CAIRO — Egypt’s military-led government built three new walls of heavy concrete blocks surrounding Egypt’s Interior Ministry on Sunday. But they failed to stop a fourth night of violent clashes between security forces and protesters demanding an end to military rule.
By late Sunday n
ight, the fighting in the streets of the capital had grown more intense than at any time since it began after a deadly riot at a soccer match on Wednesday night. Thousands of protesters alternately scurried and swarmed through the streets, hurling rocks and Molotov cocktails at rows of riot police officers.
The police chased protesters through the streets in at least three armored personnel carriers. They filled several blocks with thick clouds of tear gas, and walked through the white smoke blasting fleeing protesters with rubber bullets and birdshot.
The escalating violence raised new questions about the government’s ability to control the fighting, in part because it showed the failure of what has become the military’s favorite tactic in crowd control.
The military ultimately halted two previous outbreaks of street fighting, in November and December, by erecting 24-foot-tall concrete barriers bisecting streets leading from the symbolic center of the protests, Tahrir Square, to their most despised target, the Interior Ministry.

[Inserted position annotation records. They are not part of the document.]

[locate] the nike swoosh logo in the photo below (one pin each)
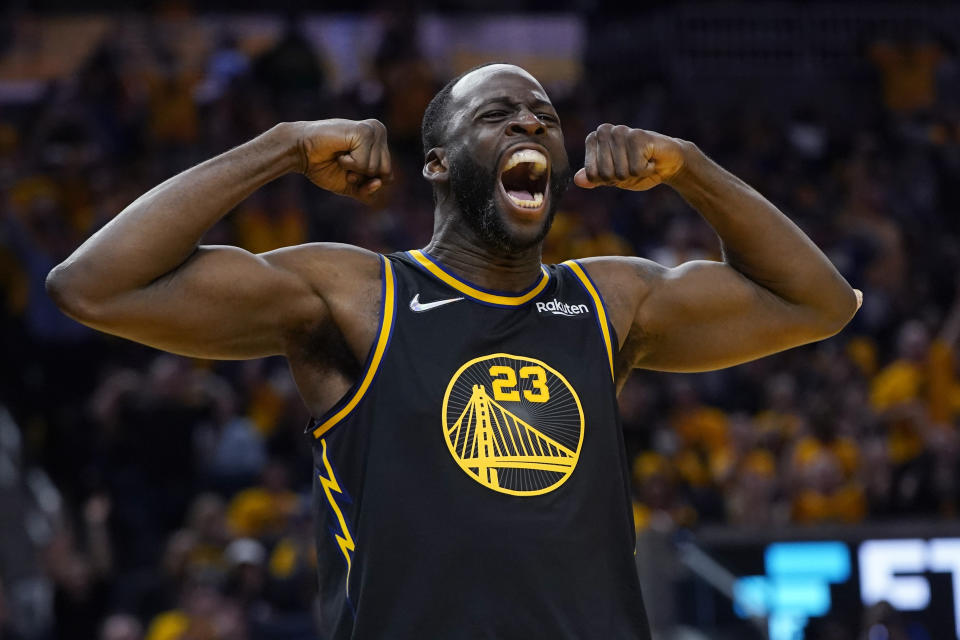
(426, 306)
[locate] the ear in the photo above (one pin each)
(435, 165)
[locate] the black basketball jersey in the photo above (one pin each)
(473, 483)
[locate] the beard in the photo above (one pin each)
(473, 187)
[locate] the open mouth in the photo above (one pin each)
(524, 178)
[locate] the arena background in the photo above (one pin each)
(812, 494)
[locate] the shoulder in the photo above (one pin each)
(327, 266)
(343, 279)
(623, 282)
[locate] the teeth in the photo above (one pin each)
(528, 204)
(537, 161)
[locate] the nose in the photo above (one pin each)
(525, 122)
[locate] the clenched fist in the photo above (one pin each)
(618, 156)
(347, 157)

Before dawn on Sunday, the military erected three more, bringing the total number of walls to eight, including one that was partly toppled in protests this week. Along with the tableau of burned-out buildings and cars, rubble-strewn streets, and a thick dust of settled tear gas, the maze of barriers has completed the picture of a virtual war zone in the heart of the capital.
“It is a beautiful illustration of the poverty of political imagination in Egypt,” said Heba Morayef, a researcher for Human Rights Watch. “This is policy making? Building walls?”
The identity and demands of the protesters continuing to battle the police were also unclear. At the forefront of the violence were die-hard soccer fans, known as ultras, who are convinced that the police bore responsibility for the soccer riot that killed more than 70 fans Wednesday night.
But leaders of Cairo’s ultras, groups dedicated to the capital’s two rival teams, Al Ahly and Zamalek, had said they would not officially join the protests during a period of mourning for those killed in the riots. The ultras who were at the protests were joined by even less organized antagonists who were angry at the police for their own reasons.
All of them called for the end of military rule, often in chants about the execution of the top officer, Field Marshal Mohamed Hussein Tantawi or, more obscenely, about his mother, but even the seasoned political activists who joined the fight did not agree on specific demands about how the military should give up power. Nor was it clear who could negotiate on their behalf to end the street fight.
During a lull in the fighting that prevailed for most of the day Sunday, newly elected members of Parliament, mothers who had lost sons in the fighting, and Muslim religious scholars all came to the scene to try to broker an end to the violence. But as the sun set and the crowds grew, a standoff in front of a line of riot police officers grew increasingly tense, and by about 7:30 p.m. the fight had resumed.